Arrivato a questo punto ho cominciato a pensare agli attuali governanti del mondo, ammesso che sappiamo esattamente chi siano (non certo soltanto la schiera dei Biden, Putin, Ji, Netanyahu, Starmer, Scholz, Macron ecc.), che mediamente detesto, ma in qualche modo anche compiango: chissà se e quanto sono consapevoli che le loro scelte, che pure sono costretti a fare, quasi giorno per giorno, avranno un effetto non necessariamente coincidente con quello che essi sperano e auspicano, cioè quello che si erano ripromessi di provocare facendo quelle scelte.

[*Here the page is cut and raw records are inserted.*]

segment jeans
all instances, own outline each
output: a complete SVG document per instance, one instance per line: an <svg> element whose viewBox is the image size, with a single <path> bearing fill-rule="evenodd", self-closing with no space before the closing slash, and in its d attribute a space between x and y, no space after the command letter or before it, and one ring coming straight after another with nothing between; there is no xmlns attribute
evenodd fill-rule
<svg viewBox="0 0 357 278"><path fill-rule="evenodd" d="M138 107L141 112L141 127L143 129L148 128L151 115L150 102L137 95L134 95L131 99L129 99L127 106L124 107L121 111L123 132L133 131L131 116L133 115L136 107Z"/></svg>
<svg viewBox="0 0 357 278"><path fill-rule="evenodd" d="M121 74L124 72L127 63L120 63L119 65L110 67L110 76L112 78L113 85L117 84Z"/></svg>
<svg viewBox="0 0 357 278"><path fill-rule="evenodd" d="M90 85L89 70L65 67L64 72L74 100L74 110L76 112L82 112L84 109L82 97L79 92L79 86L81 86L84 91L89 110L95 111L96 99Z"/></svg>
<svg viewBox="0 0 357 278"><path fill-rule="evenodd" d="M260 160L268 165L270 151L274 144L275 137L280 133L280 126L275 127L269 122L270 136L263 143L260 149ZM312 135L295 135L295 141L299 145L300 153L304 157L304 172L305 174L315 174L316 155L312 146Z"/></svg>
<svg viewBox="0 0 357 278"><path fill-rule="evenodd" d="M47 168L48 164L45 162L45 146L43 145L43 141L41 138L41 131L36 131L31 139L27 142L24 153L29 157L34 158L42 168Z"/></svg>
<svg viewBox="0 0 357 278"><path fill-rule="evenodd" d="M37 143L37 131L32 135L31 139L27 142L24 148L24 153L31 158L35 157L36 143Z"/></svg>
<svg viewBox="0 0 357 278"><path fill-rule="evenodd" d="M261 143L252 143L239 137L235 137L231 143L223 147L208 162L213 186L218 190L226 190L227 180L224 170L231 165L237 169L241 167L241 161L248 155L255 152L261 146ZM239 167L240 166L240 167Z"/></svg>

Dalla cosiddetta globalizzazione in poi, questo problema è diventato sempre più grave: i fattori, gli stati, in gioco sono sempre di più, ci sono i rapporti commerciali da tener d’occhio, non solo i rapporti di forza, ci sono ogni momento imprevisti, fatti non prevedibili e non previsti, che vengono a mutare la scena e quindi a mutare le strategie immaginate. Certo, tutti i decisori avranno appositi comitati, gruppi di aiuto di informatori affidabili, ma il problema globale è ormai troppo complesso e la previsione del futuro diventa sempre più fallibile quanto più questo futuro è lontano: per il domani posso forse ancora dire qualcosa, per dopodomani un po’ meno, tra un mese è già un disastro.
Aggiungo, ciliegina sulla torta, che le cose davvero importanti per le sorti del mondo, noi gente comune con ogni probabilità non le sappiamo; staranno forse, forse, scritte sui libri di storia di qualche secolo a venire.